Hurricane Laura damaged forests in 22 parishes with a total area of lost timber of nearly 800,000 acres. This area is roughly equal to the entire acreage of Beauregard Parish. A total of $1.2 billion of timber was damaged by Laura. The top parishes in terms of timber value lost were all located in southwestern, central and north central Louisiana (Table 1). Vernon and Rapides parishes were especially hard hit due to the presence of the Kisatchie National Forest, which has large areas of relatively old, large trees.
Forests of 12 parishes sustained damages from Hurricane Delta. The total value of timber lost to Delta was approximately $297 million. As with Laura, the parishes losing the highest volumes and values of timber were those with the Kisatchie National Forest. Vernon and Rapides parishes were once again hit hard by the hurricane; Winn Parish also lost a high amount of timber volume and value (Table 2).
In total, the hurricanes of 2020 wrought approximately $1.5 billion in timber damage.

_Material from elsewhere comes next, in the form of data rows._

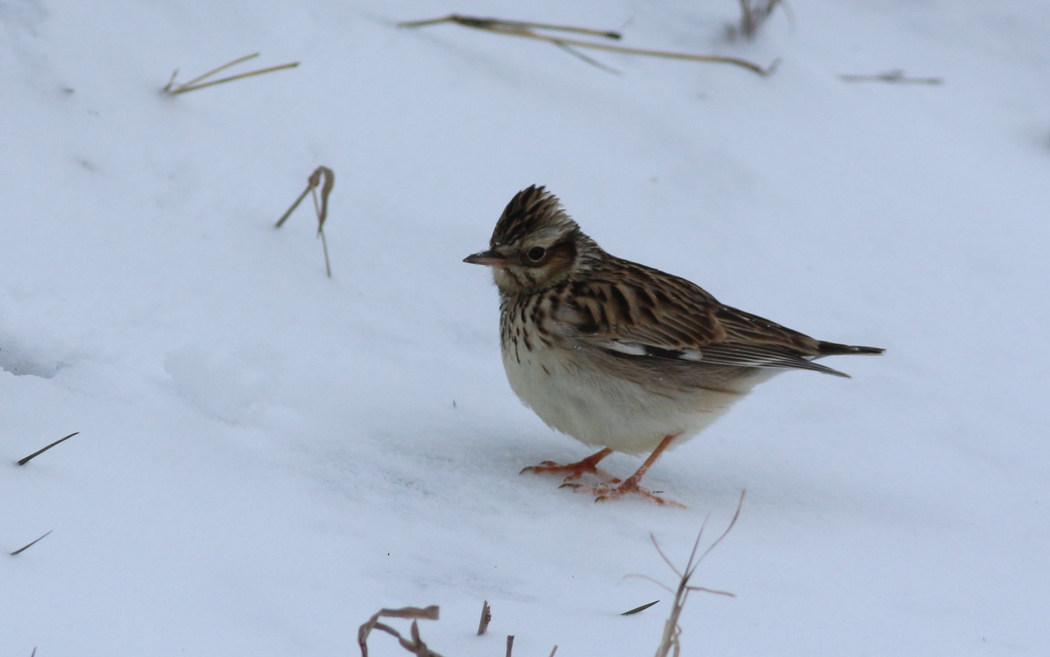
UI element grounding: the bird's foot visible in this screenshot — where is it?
[562,476,688,509]
[519,448,620,484]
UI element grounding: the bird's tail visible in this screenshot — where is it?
[817,341,886,356]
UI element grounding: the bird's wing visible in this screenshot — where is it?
[553,259,846,376]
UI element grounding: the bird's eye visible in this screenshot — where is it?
[525,247,547,262]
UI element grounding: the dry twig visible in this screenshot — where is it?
[478,600,492,636]
[11,529,55,556]
[357,605,441,657]
[398,14,777,77]
[634,491,747,657]
[839,68,944,84]
[162,52,299,96]
[621,600,659,616]
[729,0,788,39]
[18,431,80,465]
[274,167,335,278]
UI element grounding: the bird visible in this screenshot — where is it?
[463,185,884,506]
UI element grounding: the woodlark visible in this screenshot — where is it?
[464,186,883,504]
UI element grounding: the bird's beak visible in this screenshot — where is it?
[463,250,507,267]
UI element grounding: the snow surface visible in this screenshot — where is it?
[0,0,1050,657]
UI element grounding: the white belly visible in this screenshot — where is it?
[503,340,760,454]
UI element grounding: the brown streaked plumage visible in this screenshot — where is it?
[464,186,882,502]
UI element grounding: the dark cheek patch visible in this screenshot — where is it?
[537,241,576,272]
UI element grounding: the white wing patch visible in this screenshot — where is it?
[602,340,704,363]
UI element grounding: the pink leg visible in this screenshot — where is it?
[574,433,685,508]
[520,447,620,482]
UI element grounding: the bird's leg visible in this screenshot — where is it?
[574,433,684,507]
[520,447,620,483]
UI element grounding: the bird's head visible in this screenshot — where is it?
[463,185,602,296]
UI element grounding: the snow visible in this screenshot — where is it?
[0,0,1050,657]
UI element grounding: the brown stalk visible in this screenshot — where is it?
[398,14,779,77]
[357,605,441,657]
[649,491,747,657]
[478,600,492,636]
[11,529,55,556]
[163,52,299,96]
[621,600,659,616]
[839,68,944,85]
[18,431,80,465]
[274,167,335,278]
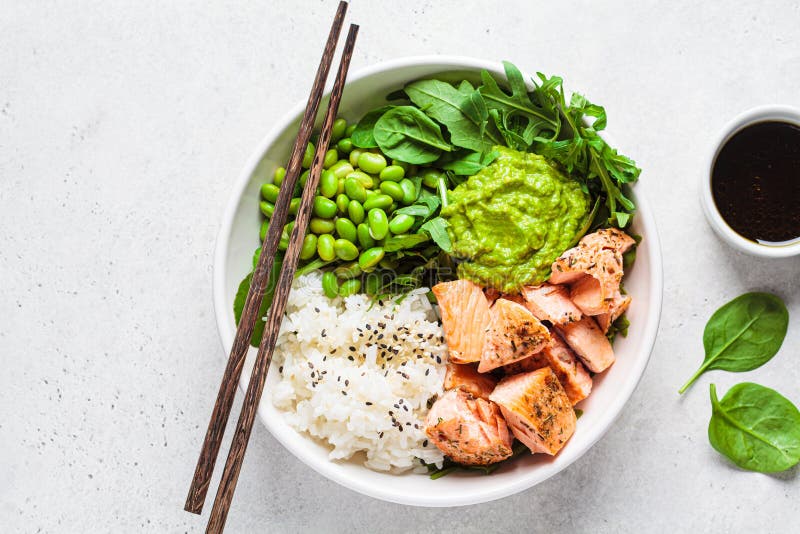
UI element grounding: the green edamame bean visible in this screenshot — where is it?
[348,149,364,168]
[336,217,358,243]
[333,240,358,261]
[389,213,414,235]
[381,165,406,182]
[339,278,361,297]
[328,159,355,179]
[333,261,362,280]
[272,167,286,187]
[358,152,386,174]
[314,195,336,219]
[358,223,375,249]
[300,234,317,260]
[381,182,405,200]
[400,178,417,204]
[317,234,336,261]
[322,148,339,169]
[331,117,347,141]
[347,200,364,224]
[362,208,389,241]
[303,143,314,169]
[358,247,385,271]
[258,200,275,219]
[289,198,300,215]
[344,175,367,202]
[420,169,443,189]
[336,137,353,154]
[345,171,375,189]
[364,193,397,211]
[319,169,339,198]
[322,271,339,299]
[308,217,336,234]
[336,193,350,215]
[261,184,281,204]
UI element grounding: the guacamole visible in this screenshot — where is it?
[442,147,590,293]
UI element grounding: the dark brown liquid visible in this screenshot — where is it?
[711,121,800,245]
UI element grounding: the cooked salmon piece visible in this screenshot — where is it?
[444,362,497,400]
[489,367,577,455]
[478,298,550,373]
[595,291,631,334]
[425,388,514,465]
[503,332,592,405]
[433,280,489,363]
[550,228,636,315]
[522,282,583,324]
[558,317,614,373]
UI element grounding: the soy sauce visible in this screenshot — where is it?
[711,121,800,245]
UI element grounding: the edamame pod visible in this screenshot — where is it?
[317,234,336,261]
[362,208,389,241]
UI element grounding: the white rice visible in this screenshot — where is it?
[272,272,446,473]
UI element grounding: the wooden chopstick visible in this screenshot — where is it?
[184,2,347,514]
[206,24,358,533]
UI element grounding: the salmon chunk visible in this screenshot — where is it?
[489,367,577,455]
[478,298,550,373]
[433,280,489,363]
[503,333,592,405]
[522,282,582,325]
[558,317,614,373]
[550,228,636,315]
[444,362,497,400]
[425,389,514,465]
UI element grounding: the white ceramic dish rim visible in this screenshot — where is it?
[213,55,663,507]
[700,105,800,258]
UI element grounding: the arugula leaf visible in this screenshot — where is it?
[708,382,800,473]
[405,80,501,152]
[436,150,498,176]
[373,106,453,165]
[350,106,394,148]
[678,293,789,393]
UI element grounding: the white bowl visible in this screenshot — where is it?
[214,56,662,506]
[700,106,800,258]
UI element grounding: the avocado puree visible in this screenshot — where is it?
[442,147,589,293]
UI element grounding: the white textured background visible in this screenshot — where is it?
[0,0,800,533]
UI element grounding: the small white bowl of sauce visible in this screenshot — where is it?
[700,106,800,258]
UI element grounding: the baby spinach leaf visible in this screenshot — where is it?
[373,106,453,165]
[708,382,800,473]
[405,80,502,152]
[350,106,394,148]
[679,293,789,393]
[436,150,498,176]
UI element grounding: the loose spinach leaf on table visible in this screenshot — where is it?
[405,80,503,153]
[373,106,453,165]
[678,293,789,393]
[350,106,394,148]
[708,382,800,473]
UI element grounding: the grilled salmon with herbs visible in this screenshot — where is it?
[489,367,577,455]
[432,280,489,363]
[478,298,550,373]
[425,389,514,465]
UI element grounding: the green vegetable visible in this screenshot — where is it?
[374,106,452,164]
[708,382,800,473]
[350,106,394,148]
[405,80,503,153]
[233,252,283,347]
[322,271,339,299]
[678,293,789,393]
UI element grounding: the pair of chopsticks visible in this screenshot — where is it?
[184,2,358,533]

This value is worth nearly twice what timber cutting generates in mill-delivered timber revenues in one year in Louisiana. The volumes of lost timber could conservatively supply enough wood to keep one paper mill, six paneling mills and 26 sawmills operating for one year. Unfortunately, there is little potential to salvage this downed timber. Salvage logging is inherently hazardous and time-consuming because trees are felled haphazardly by the winds (Figures 1 and 2). The repeated hurricanes, tropical storm and rains that have inundated the state made much of the affected area inaccessible for months afterwards. Within about two weeks of trees being felled, fungal degradation of logs eliminates their value for salvage as sawtimber, the most valuable forest product. In 2021, a high priority must be placed on protection of the remaining forests in the hurricane-affected areas. Downed and standing damaged trees are an attractant to insects and diseases, which can spread to healthy surviving trees. Furthermore, downed trees increase the risk of wildfires. There is also a need for further accounting of the damages done to Louisiana forestry by the 2020 hurricanes. The lost values of timber described here account for only the loss of standing timber; the economic impact of losing timber is compounded by the need to “go back to square one” for forests that must be replanted instead of ever reaching their full potential for producing forest products. In addition, the vast numbers of trees lost in urban and suburban areas reduces property values.
Although these losses are challenging, forests have great resiliency. The lush climate and soils of Louisiana grow some of the most productive forests in the world, so in the years ahead much of this affected area could be back on track for growing timber. The LSU AgCenter, LDAF, Natural Resource Conservation Service, USDA Forest Service, and Farm Service Agency all provide expertise and resources to help in forest remediation and restoration. Any forest landowners in the damaged areas can contact their local offices for these agencies to get assistance.
Michael Blazier is a professor and forest management specialist at the Hill Farm Research Station.